Friday, October 10, 2008

Why art is great.

I went with my wife to this dance recital tonight. We had both had terrible days, neither of us wanted to go. This was a fund raiser for this professional dance company. The Doug Varone company, and it was in a theater on Broadway.
My wife's Pilate's  teacher is one of the dancers and she really wanted to support her.
Anyway, we got a baby sitter and went out for dinner and the whole time all we can both do is get ourselves more and more depressed about how much money I just lost in the stock market this week. How the wheels are coming off right from under us. We ate in Hell's Kitchen in the cheapest place possible, and my wife still offered to not eat if it would help us to make our next mortgage payment. I started to go on a rant about Darwinist Economics and how that the people we'd bought stock in would all survive and get stronger. It was wishful thinking I know.
Anyway, we go to this dance which we'd already bought tickets for, and we sit in this old, beautiful theater and the lights go down and the music starts and the dancers start to dance, and my whole mood started to get so much better. I really felt great and I wanted jump up and start dancing too. My mind was drifting away and I started to feel so overwhelmed with happiness, I started to think that all of the men and women on stage there all looked so tremendously happy too.  I started to think to myself..."How come I never became a dancer?" How come I never pursued a career like that. I looked at all these gorgeous girls and thought that they'd be my co-workers. I would get to know everyone. And the guys, they all seemed like nice guys. Sort of different from me physically. Kind of like stretched out versions of me, but with hair on their heads and not all over the back and shoulders. Then I began to realize that no one wanted to see me dance. And maybe that is why no one ever encouraged me to dance either. It was as if some sort of Darwinian experiment had taken place on me without me even noticing. No one had encouraged me to dance so I eventually faded into the T-ball league and then onto smoking pot in High School. 
I started to wonder how I had gotten to this place in my head, all the way from the economy, and I started to remember what it was that I love about art. Somehow all of that panic about money that I had had just a few moments ago had quickly dissipated into thoughts of me jumping around on a stage dressed in little more than tights.

4 comments:

Lorrie Veasey said...

Totally brilliant post Mr. Kramer.

Sorry about the stock market--here's another thing:
If you had purchased $1,000 of AIG stock one year ago, you would have $42 left.
With Lehman, you would have $6.60 left.
With Fannie or Freddie, you would have less than $5 left.
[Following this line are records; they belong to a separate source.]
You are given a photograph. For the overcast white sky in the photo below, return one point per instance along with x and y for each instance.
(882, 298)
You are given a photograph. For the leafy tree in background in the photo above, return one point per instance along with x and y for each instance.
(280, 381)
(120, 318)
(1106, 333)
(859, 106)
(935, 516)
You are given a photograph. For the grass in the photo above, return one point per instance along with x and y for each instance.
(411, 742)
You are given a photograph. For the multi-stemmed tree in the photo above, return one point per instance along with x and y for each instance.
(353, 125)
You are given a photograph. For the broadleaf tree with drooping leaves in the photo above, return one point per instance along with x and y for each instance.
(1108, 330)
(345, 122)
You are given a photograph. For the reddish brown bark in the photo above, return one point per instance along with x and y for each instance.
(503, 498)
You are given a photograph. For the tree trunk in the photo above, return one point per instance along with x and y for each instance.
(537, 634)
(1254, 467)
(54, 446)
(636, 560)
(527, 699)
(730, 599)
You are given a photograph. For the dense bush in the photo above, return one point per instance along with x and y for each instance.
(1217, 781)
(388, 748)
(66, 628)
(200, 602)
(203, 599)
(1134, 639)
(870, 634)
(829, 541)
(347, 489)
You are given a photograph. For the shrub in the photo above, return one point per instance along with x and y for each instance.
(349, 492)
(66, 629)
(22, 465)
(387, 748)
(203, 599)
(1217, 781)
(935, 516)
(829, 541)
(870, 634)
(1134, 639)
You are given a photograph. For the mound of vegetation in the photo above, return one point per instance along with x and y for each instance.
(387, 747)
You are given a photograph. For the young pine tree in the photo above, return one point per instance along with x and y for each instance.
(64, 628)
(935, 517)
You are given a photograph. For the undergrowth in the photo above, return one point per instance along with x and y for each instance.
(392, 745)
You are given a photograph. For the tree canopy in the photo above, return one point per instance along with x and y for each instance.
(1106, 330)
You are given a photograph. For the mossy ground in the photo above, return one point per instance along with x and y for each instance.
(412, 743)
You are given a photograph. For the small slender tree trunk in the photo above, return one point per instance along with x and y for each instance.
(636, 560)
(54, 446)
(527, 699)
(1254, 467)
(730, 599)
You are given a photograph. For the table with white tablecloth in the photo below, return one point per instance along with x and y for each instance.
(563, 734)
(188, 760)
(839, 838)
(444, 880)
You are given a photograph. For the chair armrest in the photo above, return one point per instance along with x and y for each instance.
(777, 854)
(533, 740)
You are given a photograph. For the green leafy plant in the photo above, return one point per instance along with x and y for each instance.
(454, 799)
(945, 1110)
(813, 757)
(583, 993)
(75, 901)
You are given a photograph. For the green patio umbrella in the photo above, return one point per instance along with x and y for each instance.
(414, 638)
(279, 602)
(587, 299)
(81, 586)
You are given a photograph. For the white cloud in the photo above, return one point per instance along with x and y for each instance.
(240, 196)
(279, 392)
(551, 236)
But if you had purchased $1,000 worth of beer one year ago, drank all of the beer, then turned in the cans for the aluminum recycling REFUND, you would have had $214.

Based on the above, the best current investment advice is to drink heavily and recycle.

But thinking about dancing works too.

XO

david kramer said...

Lorrie-And I used tro think I wasting all my money on alcohol...
I was just investing in the future.

Luckily all my stock was in Iceland.
David

Bj in Dallas said...

David
Are you a Pisces? cause the get lost in the moment when the moment is good is kind of our thing....I can forget alot of shit when I hear a good old song..
I think we should vote whether or not you are a good dancer, by having LV video tape you getting down with your bad self and putting it on your site...
and title it 'who the hell cares?'
rock on
Bj

Racie Lover said...

Having just peeked at my (dwindling) Morgan Stanley accounts and become suicidal, your post was a welcome relief and helped bring me back in off the ledge. We need to remember there is still beauty in the world and we can all be dancers, even if maybe it's only in our heads.

The mac and cheese I am making tonight no longer seems like an act of desperation to fend off the bank or my loan shark. We will wash it down with our usual Cheap House Chardonnay and count ourselves lucky. Beauty reigns!